Some of the cons of captive insurance include:

  1. Risk retention: The retaining business risks can reduce cost with the right risk management procedures. But it can also be an expensive affair. Unexpected claims can put a strain on company resources especially if they exceed the loss reserves. This risk especially applies to risks that could result in extreme claims such as professional practice liability. Small businesses or professionals weighing captive insurance pros and cons should, therefore, assess their capacity to bear such losses.
  2. Capitalization costs: Setting up a captive involves various administrative, legal and other costs. Internal resources will be utilized to oversee the setup, taking away resources from the core business. Reserves also need to be established to cover the estimated loss. These costs can cause a short-term strain on the company’s cash flow.
  3. Fronting costs: In some jurisdictions, a fronting carrier is required to issue certain policies.
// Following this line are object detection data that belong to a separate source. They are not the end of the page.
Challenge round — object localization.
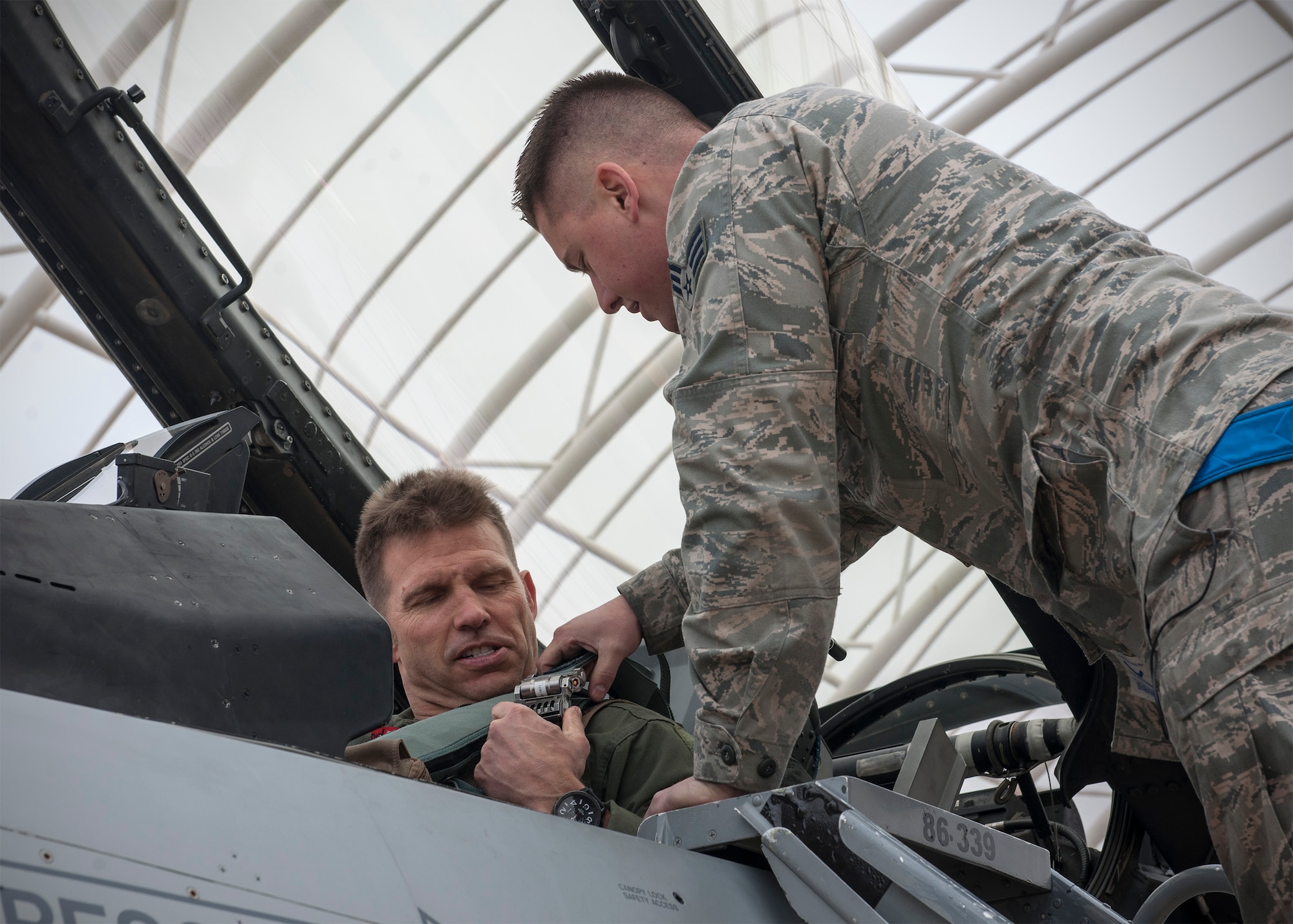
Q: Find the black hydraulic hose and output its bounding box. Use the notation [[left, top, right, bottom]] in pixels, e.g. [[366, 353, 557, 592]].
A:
[[1015, 773, 1059, 857], [1131, 863, 1235, 924]]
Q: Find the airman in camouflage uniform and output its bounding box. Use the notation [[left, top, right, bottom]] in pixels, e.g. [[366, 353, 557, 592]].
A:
[[605, 85, 1293, 919]]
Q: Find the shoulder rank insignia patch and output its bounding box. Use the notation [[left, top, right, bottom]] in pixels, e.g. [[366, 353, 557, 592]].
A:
[[668, 221, 709, 310]]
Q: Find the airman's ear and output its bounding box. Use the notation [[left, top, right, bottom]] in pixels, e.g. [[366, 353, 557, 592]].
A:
[[521, 571, 539, 620], [593, 160, 640, 222]]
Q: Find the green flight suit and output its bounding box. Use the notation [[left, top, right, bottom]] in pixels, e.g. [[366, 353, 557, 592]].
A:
[[347, 700, 703, 835], [621, 85, 1293, 905]]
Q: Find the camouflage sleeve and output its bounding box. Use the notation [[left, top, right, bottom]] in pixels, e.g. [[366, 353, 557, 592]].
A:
[[618, 549, 692, 655], [666, 115, 853, 791]]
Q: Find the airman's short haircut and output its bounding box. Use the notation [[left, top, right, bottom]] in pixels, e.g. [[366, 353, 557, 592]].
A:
[[512, 71, 709, 228], [354, 469, 516, 614]]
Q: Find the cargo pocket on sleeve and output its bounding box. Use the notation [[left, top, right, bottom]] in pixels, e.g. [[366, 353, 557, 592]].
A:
[[1021, 444, 1137, 603]]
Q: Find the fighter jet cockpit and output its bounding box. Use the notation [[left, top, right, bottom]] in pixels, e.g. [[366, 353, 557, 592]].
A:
[[0, 0, 1293, 924]]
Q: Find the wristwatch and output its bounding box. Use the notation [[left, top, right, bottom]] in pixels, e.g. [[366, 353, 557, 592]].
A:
[[552, 787, 606, 828]]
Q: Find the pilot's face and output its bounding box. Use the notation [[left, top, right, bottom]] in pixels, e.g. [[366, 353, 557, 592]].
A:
[[381, 521, 538, 718], [535, 163, 678, 334]]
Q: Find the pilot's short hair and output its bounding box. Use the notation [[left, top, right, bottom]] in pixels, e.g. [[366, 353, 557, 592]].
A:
[[354, 469, 516, 612], [512, 71, 709, 228]]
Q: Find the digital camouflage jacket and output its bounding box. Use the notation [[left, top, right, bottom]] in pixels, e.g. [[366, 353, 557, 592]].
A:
[[621, 85, 1293, 790]]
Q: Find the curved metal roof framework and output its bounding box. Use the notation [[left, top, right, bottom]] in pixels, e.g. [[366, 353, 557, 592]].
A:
[[0, 0, 1293, 714]]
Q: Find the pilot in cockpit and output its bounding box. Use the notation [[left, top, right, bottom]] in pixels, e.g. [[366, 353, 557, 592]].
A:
[[347, 469, 807, 835]]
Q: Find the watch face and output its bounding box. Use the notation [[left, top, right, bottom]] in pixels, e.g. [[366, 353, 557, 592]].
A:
[[552, 792, 601, 827]]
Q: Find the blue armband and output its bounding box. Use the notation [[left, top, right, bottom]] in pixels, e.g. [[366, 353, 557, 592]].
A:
[[1186, 400, 1293, 495]]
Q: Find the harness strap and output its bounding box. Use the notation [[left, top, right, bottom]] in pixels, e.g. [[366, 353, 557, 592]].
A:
[[1186, 398, 1293, 495]]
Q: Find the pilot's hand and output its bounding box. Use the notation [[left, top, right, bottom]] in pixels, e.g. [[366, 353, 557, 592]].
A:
[[475, 703, 588, 813], [646, 777, 745, 818], [539, 594, 643, 703]]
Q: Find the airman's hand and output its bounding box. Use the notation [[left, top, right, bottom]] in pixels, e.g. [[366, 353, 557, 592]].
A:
[[646, 777, 745, 818], [475, 703, 588, 813], [539, 594, 643, 703]]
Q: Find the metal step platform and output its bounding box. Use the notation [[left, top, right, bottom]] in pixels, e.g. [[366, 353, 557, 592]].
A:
[[637, 777, 1126, 923]]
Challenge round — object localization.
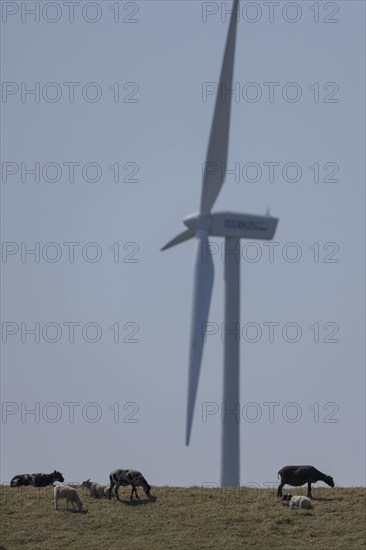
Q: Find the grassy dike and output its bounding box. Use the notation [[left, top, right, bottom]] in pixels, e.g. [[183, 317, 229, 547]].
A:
[[0, 486, 366, 550]]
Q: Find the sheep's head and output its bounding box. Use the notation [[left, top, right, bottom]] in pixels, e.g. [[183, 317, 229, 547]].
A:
[[81, 478, 91, 489], [53, 470, 65, 483], [143, 483, 151, 498], [324, 476, 334, 487]]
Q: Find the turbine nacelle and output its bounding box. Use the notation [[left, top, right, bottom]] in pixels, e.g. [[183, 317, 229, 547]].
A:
[[183, 212, 278, 240]]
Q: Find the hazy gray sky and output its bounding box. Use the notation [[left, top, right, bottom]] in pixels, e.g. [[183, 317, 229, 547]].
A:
[[1, 0, 365, 486]]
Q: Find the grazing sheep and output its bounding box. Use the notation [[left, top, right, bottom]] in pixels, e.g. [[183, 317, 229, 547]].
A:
[[108, 469, 151, 500], [81, 484, 114, 498], [10, 470, 64, 487], [53, 485, 83, 512], [288, 496, 313, 510], [277, 466, 334, 498], [10, 474, 32, 487]]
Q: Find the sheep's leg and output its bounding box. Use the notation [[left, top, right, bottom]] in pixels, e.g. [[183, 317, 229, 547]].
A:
[[108, 479, 117, 500]]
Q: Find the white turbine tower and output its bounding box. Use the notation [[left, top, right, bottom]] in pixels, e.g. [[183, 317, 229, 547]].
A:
[[162, 0, 278, 487]]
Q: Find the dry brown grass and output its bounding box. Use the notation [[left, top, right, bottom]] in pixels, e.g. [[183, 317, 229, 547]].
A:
[[0, 486, 366, 550]]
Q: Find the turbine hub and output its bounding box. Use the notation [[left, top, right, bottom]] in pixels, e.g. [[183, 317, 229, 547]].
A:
[[183, 213, 212, 233]]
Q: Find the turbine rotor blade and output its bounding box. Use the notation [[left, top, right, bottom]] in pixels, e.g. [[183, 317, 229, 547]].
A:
[[200, 0, 239, 214], [186, 230, 214, 445], [161, 229, 195, 250]]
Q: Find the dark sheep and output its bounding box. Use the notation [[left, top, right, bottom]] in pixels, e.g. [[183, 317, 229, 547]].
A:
[[277, 466, 334, 498], [10, 470, 64, 487]]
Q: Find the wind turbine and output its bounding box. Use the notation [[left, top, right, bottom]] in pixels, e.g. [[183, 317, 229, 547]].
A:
[[162, 0, 278, 487]]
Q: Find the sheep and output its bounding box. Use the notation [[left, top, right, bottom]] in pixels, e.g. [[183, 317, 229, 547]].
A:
[[277, 466, 334, 498], [53, 485, 83, 512], [81, 478, 114, 498], [10, 470, 64, 487], [288, 496, 313, 510], [108, 469, 151, 500]]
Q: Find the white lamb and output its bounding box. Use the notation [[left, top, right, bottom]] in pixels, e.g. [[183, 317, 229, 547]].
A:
[[53, 485, 83, 512], [288, 496, 313, 509], [81, 478, 114, 498]]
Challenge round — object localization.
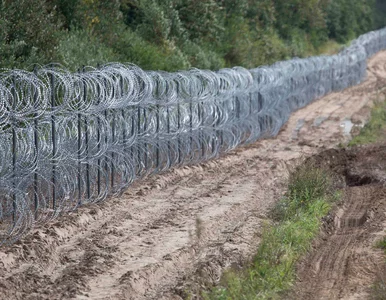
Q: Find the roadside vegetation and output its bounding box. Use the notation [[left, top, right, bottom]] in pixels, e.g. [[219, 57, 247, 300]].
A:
[[0, 0, 386, 71], [203, 163, 339, 300]]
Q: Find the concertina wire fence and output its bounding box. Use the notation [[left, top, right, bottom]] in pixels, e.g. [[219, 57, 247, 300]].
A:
[[0, 28, 386, 244]]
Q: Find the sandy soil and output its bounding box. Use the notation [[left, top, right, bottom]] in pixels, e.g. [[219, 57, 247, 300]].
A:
[[0, 52, 386, 300], [288, 145, 386, 300]]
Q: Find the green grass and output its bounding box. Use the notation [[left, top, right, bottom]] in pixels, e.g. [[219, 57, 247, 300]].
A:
[[349, 102, 386, 146], [203, 165, 336, 300]]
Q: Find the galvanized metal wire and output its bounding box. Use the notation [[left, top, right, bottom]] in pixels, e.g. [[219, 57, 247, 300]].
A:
[[0, 29, 386, 244]]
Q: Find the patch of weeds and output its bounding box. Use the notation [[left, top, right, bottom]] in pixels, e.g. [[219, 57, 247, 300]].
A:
[[203, 164, 338, 300], [348, 102, 386, 146]]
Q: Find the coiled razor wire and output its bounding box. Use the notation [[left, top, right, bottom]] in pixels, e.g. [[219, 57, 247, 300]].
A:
[[0, 29, 386, 244]]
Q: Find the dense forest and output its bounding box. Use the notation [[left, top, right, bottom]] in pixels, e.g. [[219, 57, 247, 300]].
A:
[[0, 0, 386, 71]]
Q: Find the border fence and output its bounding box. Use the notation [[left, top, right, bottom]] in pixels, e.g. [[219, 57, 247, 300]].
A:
[[0, 29, 386, 244]]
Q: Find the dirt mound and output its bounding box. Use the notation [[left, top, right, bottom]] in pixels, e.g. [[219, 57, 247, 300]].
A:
[[291, 146, 386, 299]]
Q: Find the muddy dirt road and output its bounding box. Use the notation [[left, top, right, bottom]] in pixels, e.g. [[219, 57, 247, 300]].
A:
[[0, 52, 386, 300], [287, 145, 386, 300]]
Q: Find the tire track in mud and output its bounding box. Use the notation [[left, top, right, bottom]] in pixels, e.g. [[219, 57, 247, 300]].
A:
[[292, 184, 386, 300], [0, 52, 386, 300]]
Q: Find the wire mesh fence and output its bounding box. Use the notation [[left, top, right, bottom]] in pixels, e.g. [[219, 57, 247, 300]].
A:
[[0, 29, 386, 244]]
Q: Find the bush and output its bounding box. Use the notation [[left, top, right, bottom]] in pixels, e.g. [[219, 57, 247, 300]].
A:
[[57, 30, 119, 71]]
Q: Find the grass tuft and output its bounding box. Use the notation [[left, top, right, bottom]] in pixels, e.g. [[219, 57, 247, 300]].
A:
[[203, 164, 333, 300]]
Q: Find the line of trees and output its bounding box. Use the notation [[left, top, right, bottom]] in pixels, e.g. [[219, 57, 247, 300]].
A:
[[0, 0, 386, 71]]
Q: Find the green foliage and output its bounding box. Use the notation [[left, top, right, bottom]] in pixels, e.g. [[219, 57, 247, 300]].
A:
[[349, 102, 386, 146], [203, 164, 332, 300], [0, 0, 386, 71], [57, 30, 118, 71]]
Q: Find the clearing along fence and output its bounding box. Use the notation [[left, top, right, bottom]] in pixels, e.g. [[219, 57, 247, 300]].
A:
[[0, 29, 386, 244]]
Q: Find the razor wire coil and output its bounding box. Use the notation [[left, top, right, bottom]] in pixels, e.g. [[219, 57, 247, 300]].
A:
[[0, 29, 386, 244]]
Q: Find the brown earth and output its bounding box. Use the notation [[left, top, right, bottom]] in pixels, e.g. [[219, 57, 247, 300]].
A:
[[0, 52, 386, 300], [288, 145, 386, 300]]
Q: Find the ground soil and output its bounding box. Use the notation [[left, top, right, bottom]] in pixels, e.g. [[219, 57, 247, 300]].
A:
[[0, 52, 386, 300], [288, 145, 386, 300]]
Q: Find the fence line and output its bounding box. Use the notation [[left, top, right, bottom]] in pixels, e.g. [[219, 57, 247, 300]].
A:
[[0, 29, 386, 243]]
This carrier will charge additional fees, further increasing the cost of insurance.
  4. Captive management costs: Some jurisdictions require the use of an approved captive management company to get the appropriate licenses and registration for operation. You will also need auditors, risk management experts, accountants and other professionals to maintain the Captive. These cumulative costs could exceed those of regular insurance premiums in some instances.
  5. Control of data: Outsourcing your administrative functions to a captive management company may mean the loss of control of data. This loss impacts the effectiveness of your risk management program and could expose your company info to external elements.

To Sum Them Up

From the captive insurance pros and cons above, it is clear that there are multiple benefits that you can gain by setting up or joining a Captive. This Alternative Risk Transfer vehicle can significantly reduce insurance costs while providing new revenue and investment streams. Adequate feasibility studies should, however, be carried out to determine the viability of setting up a Captive insurance company for a particular company or industry.

Sometimes, commercial insurance covers outweigh the captive insurance pros and cons because of risk transfer and management benefits. It is important to seek the services of tax, legal, risk management, and investment professionals to enjoy the full benefits of captive insurance.